Ante la creciente ola de muertes por sobredosis de opiáceos que inunda a Estados Unidos, detonada por la promoción agresiva de versiones legales de estas drogas por la industria farmacéutica, el presidente Donald Trump declaró hoy el fenómeno oficialmente como una “emergencia de salud pública”.

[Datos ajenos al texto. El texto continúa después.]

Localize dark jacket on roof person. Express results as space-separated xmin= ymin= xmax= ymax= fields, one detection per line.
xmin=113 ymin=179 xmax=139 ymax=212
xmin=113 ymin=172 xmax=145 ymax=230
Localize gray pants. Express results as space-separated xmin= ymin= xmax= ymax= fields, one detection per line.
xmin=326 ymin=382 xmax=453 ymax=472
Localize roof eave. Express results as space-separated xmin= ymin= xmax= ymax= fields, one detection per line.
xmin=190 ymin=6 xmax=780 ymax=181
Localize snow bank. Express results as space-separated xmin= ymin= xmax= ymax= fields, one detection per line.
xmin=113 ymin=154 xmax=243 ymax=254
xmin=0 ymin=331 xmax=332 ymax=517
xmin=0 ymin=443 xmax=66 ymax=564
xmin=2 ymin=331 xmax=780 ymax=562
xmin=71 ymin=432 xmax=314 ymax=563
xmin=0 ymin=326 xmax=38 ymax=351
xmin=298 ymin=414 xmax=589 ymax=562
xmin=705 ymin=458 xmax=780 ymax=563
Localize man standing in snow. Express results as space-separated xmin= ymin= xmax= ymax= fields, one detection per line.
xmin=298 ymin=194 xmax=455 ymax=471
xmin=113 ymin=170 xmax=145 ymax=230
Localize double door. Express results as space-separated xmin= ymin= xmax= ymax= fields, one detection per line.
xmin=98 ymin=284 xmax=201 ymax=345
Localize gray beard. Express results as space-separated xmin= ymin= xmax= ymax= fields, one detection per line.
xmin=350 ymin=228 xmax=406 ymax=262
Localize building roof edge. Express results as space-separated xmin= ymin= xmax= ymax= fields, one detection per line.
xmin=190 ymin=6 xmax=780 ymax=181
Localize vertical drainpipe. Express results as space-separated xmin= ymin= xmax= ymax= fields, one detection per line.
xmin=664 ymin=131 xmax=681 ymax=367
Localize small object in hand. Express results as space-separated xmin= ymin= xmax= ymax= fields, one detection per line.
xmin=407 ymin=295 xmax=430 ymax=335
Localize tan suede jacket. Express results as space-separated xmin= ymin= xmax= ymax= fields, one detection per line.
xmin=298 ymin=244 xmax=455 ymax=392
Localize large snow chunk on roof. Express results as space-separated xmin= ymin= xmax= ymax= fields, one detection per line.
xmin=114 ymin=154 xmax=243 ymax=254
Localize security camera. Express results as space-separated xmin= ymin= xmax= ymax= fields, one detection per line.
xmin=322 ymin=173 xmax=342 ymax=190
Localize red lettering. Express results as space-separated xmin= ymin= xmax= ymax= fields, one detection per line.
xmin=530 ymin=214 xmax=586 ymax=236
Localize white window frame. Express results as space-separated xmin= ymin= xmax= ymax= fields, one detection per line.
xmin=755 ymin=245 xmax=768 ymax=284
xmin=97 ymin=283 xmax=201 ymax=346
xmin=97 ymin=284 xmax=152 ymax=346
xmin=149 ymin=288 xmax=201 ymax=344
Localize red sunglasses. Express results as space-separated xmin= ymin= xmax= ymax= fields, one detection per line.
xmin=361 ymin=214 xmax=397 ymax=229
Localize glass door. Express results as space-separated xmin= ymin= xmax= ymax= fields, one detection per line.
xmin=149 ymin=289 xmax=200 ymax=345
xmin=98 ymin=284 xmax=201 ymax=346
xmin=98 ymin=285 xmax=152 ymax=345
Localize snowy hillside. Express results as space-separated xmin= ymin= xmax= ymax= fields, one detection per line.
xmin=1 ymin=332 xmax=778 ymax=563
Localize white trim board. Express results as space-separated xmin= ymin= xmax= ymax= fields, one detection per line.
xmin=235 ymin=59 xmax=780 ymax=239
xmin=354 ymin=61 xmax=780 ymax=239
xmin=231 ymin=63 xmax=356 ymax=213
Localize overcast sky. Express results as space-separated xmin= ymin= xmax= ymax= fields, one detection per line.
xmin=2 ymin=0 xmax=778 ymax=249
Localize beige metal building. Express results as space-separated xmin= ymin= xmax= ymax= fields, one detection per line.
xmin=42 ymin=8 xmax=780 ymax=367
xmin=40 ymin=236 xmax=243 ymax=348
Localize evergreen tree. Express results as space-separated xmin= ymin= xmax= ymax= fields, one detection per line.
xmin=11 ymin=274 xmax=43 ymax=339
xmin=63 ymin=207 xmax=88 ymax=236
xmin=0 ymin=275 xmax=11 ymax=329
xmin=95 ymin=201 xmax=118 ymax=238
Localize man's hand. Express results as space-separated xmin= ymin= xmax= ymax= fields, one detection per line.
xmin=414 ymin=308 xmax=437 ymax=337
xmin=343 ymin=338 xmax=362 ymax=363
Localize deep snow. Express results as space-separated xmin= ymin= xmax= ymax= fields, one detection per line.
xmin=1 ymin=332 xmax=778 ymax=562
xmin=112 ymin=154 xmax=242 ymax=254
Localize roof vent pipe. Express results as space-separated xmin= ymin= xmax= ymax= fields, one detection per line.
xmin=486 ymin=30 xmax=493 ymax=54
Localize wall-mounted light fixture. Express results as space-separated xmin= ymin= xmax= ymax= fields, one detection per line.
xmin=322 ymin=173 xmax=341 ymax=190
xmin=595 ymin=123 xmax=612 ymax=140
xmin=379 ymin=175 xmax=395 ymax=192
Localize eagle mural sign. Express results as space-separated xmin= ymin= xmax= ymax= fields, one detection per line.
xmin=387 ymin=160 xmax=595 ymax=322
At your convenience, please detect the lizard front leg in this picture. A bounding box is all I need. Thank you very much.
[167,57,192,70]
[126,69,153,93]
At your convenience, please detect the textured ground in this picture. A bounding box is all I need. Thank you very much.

Al firmar el decreto en la Casa Blanca, Trump declaró que “esta epidemia es una emergencia nacional de salud”, rodeado de familias afectadas por el abuso de opiáceos, legisladores y funcionarios, “Como estadunidenses ─afirmó─, no podemos permitir que esto continue. Es hora de liberar nuestras comunidades de este flagelo”. Sin embargo, no ofreció detalles sobre lo que llamó una crisis sin precedente, y pareció enfatizar más que nada “su idea” de una gran campaña publicitaria promoviendo la abstinencia, afirmando que “si podemos educar a los jóvenes, y la gente en general, a no empezar, es realmente muy fácil no consumirlas, y creo que eso va acabar siendo la cosa más importante”. Prometió: “vamos a superar la adicción en Estados Unidos”.
Y usó el momento para enmarcar su retórica con el viejo vocabulario de la “guerra” antinarcóticos incluyendo la amenaza extranjera, afirmando que el 90 por ciento de las drogas ilícitas llegan del exterior y advirtió sobre la infiltración al país por los cárteles internacionales y por lo tanto la necesidad de sus medidas para un mayor control migratorio y la construcción del muro fronterizo, como parte lo que ya está logrando su gobierno contra esta “amenaza”.